Administration+responds+to+on-campus+bee+inhabitation

photo by Jake Arthur

Peyton Whittington, Online Editor-in-Chief

This year, as with last September, it is not an uncommon sight to walk past a trash can on campus and see 10-15 bees feasting on the garbage inside.

These bees happen to be honeybees, known for their pollination of flowers and production and storage of honey. They are attracted to the sugary drinks consumed by students, which means they usually only swarm trash cans during lunch hours.

Dean Brett Hamilton, who is in charge of facilities, has taken considerable measures to secure campus safety. As suggested by county administration, Hamilton had the garbage cans pressure washed, removed them from student eating areas and ensured the daily disposal of garbage can liners. He also described the situation to Seminole County Animal Services, who reportedly offered little other help than the precautions above.

“I went online and Googled home remedies, and I put cinnamon and cayenne pepper in all the trash cans because that’s supposed to keep them away, but that didn’t work,” Hamilton said. “I did everything I possibly could to keep our school and our students safe.”

Bees are not yet a protected species, but they are dwindling, which is why both Hamilton and Dr. Mary Williams favored the possibility of calling a professional beekeeper as opposed to an exterminator.

Most bee complaints, however, have come from students with bee allergies and their parents.

Bees flock to the garbage in a trash can on campus. Photo by Jake Arthur.
Bees flock to the garbage in a trash can on campus.
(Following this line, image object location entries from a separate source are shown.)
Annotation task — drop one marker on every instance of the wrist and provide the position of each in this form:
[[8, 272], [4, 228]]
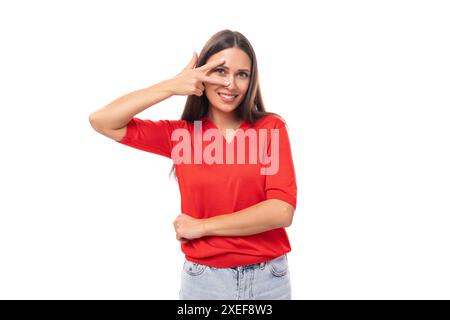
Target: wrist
[[206, 225], [167, 87]]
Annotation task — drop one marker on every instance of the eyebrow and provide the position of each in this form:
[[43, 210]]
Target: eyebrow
[[238, 70]]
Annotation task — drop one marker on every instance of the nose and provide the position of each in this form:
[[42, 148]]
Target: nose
[[232, 86]]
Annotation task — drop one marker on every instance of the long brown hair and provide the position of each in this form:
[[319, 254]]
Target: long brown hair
[[252, 107]]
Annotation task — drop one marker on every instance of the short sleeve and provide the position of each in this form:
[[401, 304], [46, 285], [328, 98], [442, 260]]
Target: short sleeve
[[149, 135], [282, 184]]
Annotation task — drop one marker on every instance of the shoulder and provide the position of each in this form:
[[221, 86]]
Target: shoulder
[[162, 123], [270, 121]]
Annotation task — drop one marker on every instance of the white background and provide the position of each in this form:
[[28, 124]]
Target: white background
[[363, 85]]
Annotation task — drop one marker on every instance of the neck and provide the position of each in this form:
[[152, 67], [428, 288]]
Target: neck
[[224, 120]]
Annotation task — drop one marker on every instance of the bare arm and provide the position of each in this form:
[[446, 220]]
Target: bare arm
[[263, 216], [112, 119]]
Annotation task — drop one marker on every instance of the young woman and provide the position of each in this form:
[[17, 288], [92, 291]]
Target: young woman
[[234, 209]]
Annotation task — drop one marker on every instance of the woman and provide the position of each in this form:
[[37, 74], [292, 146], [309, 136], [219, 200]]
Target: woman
[[234, 210]]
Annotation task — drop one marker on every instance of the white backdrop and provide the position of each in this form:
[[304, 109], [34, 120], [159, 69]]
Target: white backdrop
[[363, 85]]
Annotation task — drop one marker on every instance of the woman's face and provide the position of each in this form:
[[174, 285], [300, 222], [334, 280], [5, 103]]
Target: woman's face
[[236, 70]]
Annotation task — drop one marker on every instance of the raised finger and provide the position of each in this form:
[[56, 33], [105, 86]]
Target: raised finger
[[214, 80]]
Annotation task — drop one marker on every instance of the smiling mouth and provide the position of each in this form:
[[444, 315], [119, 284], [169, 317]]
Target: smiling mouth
[[227, 98]]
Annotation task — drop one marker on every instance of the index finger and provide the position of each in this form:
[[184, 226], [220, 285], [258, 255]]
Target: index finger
[[211, 65]]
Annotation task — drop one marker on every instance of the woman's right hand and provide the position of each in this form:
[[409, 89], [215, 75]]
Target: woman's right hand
[[190, 80]]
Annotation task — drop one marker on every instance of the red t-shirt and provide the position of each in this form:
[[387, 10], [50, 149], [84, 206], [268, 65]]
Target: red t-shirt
[[214, 189]]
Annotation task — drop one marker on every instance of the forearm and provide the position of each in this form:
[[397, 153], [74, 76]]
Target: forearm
[[119, 112], [263, 216]]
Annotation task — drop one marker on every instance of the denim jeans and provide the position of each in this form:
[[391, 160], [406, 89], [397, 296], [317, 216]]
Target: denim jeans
[[261, 281]]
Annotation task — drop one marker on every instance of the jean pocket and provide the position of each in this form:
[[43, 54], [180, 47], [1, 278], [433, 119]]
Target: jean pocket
[[279, 266], [193, 268]]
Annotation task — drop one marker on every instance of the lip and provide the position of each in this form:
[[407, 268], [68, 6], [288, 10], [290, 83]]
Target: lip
[[228, 94]]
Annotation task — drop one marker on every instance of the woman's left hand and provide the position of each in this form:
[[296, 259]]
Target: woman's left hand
[[188, 228]]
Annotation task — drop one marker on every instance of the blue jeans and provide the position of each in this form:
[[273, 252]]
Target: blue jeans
[[261, 281]]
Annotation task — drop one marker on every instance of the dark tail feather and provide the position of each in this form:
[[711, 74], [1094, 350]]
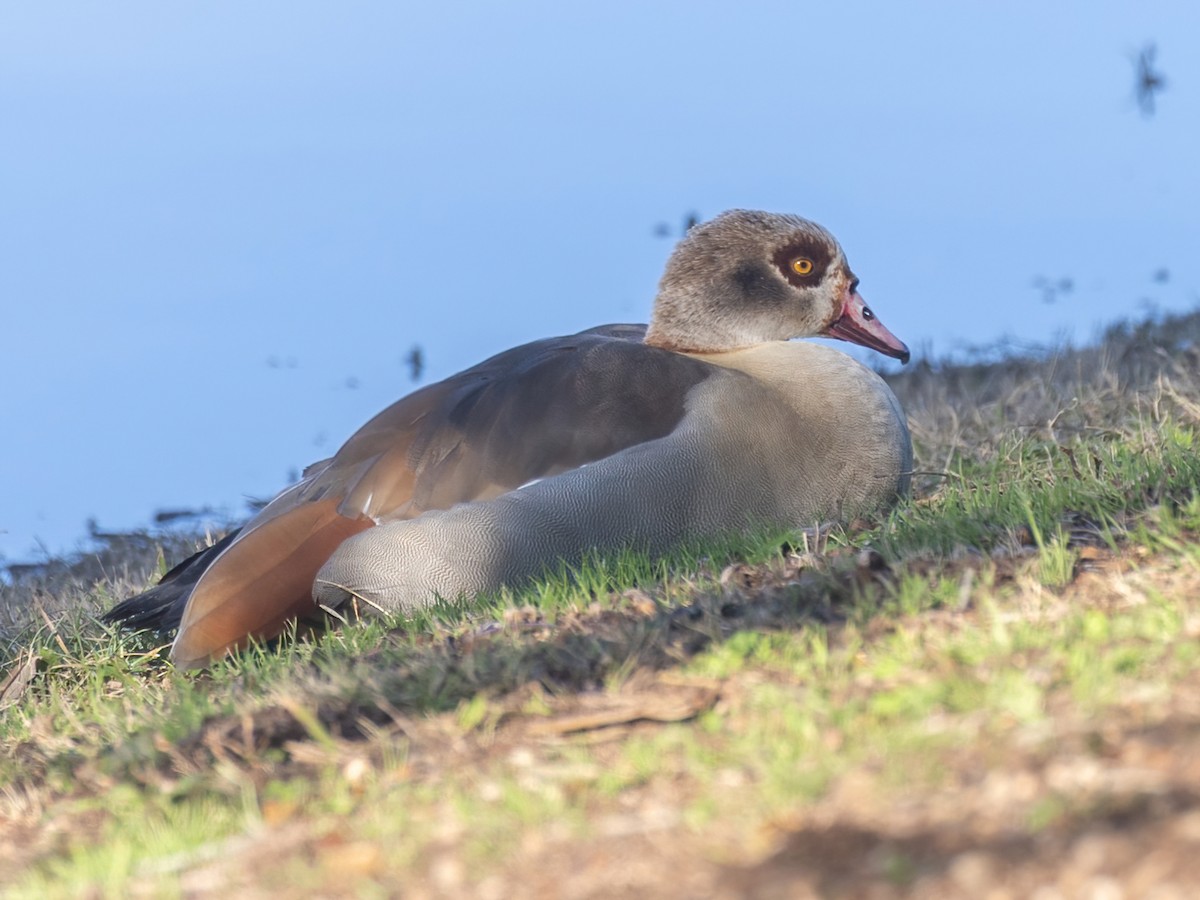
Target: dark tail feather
[[161, 607]]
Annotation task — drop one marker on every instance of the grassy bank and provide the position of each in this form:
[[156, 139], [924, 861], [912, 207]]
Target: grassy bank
[[995, 687]]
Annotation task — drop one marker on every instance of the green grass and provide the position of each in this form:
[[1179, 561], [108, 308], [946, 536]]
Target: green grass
[[882, 648]]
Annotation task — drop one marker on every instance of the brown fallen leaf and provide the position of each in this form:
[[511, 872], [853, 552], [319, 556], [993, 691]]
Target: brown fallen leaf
[[19, 677], [675, 707]]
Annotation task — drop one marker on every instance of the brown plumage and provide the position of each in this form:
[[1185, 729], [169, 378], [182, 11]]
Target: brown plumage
[[586, 415]]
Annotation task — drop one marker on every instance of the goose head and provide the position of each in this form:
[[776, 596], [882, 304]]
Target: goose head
[[748, 277]]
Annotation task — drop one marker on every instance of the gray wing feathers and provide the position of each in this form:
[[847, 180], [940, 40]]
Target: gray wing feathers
[[763, 465]]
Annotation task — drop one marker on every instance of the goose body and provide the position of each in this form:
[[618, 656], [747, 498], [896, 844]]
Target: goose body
[[709, 420]]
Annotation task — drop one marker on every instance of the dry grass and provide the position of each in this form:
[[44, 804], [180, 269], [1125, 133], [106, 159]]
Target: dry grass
[[995, 688]]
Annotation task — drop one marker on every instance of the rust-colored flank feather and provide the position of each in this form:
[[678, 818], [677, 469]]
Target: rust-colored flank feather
[[600, 439]]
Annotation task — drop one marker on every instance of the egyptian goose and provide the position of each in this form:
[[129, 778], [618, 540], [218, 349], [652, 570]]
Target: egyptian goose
[[707, 421]]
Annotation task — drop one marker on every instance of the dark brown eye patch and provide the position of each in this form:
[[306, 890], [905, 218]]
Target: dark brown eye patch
[[803, 263]]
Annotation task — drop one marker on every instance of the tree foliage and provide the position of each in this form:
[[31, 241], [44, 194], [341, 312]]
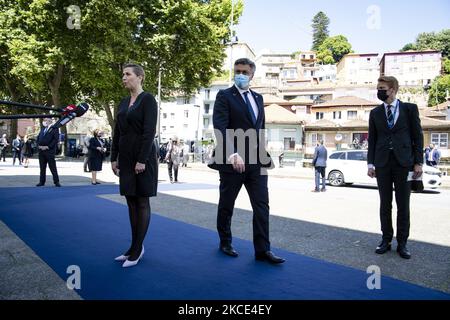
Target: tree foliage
[[431, 41], [320, 25], [42, 60], [333, 49], [438, 91]]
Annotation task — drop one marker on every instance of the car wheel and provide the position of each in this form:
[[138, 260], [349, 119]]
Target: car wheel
[[336, 178]]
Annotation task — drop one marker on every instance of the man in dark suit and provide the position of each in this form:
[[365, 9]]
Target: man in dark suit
[[241, 159], [47, 141], [395, 148]]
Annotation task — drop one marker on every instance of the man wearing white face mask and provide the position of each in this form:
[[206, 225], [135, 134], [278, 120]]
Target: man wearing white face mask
[[47, 141], [240, 159]]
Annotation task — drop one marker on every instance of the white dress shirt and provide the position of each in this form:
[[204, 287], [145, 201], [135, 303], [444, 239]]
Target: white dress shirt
[[396, 112], [251, 99]]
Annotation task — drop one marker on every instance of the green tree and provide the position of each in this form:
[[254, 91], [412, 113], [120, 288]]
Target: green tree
[[446, 65], [438, 90], [57, 64], [432, 41], [333, 49], [320, 25]]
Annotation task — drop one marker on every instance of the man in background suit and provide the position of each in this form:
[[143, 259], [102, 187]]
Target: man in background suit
[[47, 141], [395, 148], [320, 163], [242, 159]]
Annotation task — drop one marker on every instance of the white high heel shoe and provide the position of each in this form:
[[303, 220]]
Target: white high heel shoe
[[129, 263], [121, 258]]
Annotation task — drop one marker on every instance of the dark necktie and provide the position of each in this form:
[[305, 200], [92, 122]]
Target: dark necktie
[[249, 106], [390, 117]]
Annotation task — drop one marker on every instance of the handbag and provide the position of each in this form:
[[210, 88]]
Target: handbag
[[417, 185]]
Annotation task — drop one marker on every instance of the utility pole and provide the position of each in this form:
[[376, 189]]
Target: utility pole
[[231, 43], [158, 125]]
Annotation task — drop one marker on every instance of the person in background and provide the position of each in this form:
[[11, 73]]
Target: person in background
[[47, 142], [173, 159], [27, 151], [3, 145], [96, 154], [320, 164], [17, 149], [86, 152]]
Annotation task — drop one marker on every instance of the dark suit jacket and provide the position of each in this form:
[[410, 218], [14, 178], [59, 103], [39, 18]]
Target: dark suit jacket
[[405, 138], [49, 139], [231, 112]]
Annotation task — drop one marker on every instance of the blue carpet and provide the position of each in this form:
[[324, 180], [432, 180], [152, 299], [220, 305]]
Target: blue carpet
[[72, 226]]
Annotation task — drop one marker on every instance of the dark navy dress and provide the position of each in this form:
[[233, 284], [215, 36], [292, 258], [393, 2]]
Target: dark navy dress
[[133, 141]]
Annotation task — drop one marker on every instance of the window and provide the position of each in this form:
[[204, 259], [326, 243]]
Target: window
[[358, 156], [440, 139], [338, 155], [337, 115], [319, 115], [352, 115], [289, 143], [317, 137]]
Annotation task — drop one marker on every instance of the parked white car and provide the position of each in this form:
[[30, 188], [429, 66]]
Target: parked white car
[[350, 166]]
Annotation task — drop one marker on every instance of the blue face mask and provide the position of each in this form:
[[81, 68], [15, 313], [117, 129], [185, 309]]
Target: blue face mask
[[242, 81]]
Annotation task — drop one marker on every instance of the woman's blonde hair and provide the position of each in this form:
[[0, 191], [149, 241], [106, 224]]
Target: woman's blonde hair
[[137, 70]]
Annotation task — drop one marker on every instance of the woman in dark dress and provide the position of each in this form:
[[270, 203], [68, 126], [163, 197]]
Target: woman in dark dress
[[95, 155], [134, 159], [27, 151]]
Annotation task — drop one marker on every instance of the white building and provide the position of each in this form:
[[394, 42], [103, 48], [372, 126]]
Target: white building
[[412, 68], [268, 68], [180, 118], [358, 69]]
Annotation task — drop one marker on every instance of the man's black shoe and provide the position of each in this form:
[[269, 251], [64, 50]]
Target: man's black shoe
[[403, 252], [228, 250], [269, 256], [383, 247]]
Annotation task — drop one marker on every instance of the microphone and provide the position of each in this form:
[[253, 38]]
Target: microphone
[[69, 113]]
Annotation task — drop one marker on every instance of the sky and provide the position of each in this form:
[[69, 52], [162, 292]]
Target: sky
[[371, 26]]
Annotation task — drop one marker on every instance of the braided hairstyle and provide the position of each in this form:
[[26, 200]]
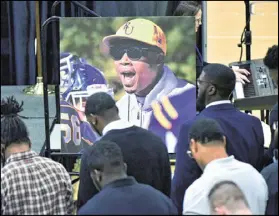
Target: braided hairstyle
[[13, 129]]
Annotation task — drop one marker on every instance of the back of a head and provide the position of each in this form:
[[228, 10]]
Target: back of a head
[[222, 77], [105, 156], [99, 103], [13, 129], [187, 8], [228, 195], [207, 131]]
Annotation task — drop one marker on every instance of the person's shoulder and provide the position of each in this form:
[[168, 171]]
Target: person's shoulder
[[270, 170], [152, 192], [183, 88], [52, 163]]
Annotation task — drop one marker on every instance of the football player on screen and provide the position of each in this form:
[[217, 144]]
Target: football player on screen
[[78, 80]]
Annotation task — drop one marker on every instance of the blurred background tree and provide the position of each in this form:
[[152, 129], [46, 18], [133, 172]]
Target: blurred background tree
[[83, 37]]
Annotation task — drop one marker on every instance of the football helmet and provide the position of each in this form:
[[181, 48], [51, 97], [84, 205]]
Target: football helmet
[[79, 80]]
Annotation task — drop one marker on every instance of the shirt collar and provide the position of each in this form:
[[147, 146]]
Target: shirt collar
[[218, 103], [116, 125], [217, 162], [21, 156], [121, 182]]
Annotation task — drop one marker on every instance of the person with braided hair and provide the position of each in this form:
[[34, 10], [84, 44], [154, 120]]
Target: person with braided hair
[[30, 184]]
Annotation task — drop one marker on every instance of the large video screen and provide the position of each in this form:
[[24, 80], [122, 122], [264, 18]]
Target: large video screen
[[147, 64]]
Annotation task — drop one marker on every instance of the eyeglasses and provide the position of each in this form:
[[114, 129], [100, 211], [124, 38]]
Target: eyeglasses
[[134, 53]]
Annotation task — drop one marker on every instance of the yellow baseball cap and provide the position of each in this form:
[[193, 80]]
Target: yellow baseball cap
[[140, 30]]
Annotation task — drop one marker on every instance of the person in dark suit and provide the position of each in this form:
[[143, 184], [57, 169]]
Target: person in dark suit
[[245, 138], [120, 194], [145, 154], [271, 61]]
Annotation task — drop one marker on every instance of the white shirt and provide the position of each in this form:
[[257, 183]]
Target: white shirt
[[116, 125], [249, 180]]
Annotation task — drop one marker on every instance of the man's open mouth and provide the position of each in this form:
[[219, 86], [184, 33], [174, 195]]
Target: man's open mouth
[[128, 74]]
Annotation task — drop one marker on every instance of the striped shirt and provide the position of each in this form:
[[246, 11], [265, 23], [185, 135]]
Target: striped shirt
[[31, 184]]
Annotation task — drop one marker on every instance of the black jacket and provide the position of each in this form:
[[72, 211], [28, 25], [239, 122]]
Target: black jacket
[[146, 157]]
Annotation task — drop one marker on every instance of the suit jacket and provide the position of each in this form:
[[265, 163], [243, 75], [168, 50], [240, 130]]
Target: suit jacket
[[245, 140]]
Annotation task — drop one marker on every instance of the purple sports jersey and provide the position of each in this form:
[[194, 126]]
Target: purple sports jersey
[[77, 133], [169, 115]]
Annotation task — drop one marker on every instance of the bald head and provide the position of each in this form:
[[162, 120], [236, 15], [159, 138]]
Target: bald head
[[226, 198]]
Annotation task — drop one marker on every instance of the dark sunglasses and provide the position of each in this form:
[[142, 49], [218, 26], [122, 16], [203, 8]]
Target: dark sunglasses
[[134, 53], [189, 153]]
Photo by Jake Arthur.

“If you’re allergic to bees and you don’t want to be in the vicinity of them, definitely you need to be eating lunch inside,” Williams said. “That being said, I personally haven’t heard of one person being stung.”

As for students’ role in de-escalating the situation, Williams advises students to make sure their trash is thrown away at the end of the lunch period.

“The bees are not here to attack you, they’re here for what’s in the garbage,” Hamilton said. “If you’re attacking them, they will want to retaliate and fend for themselves.”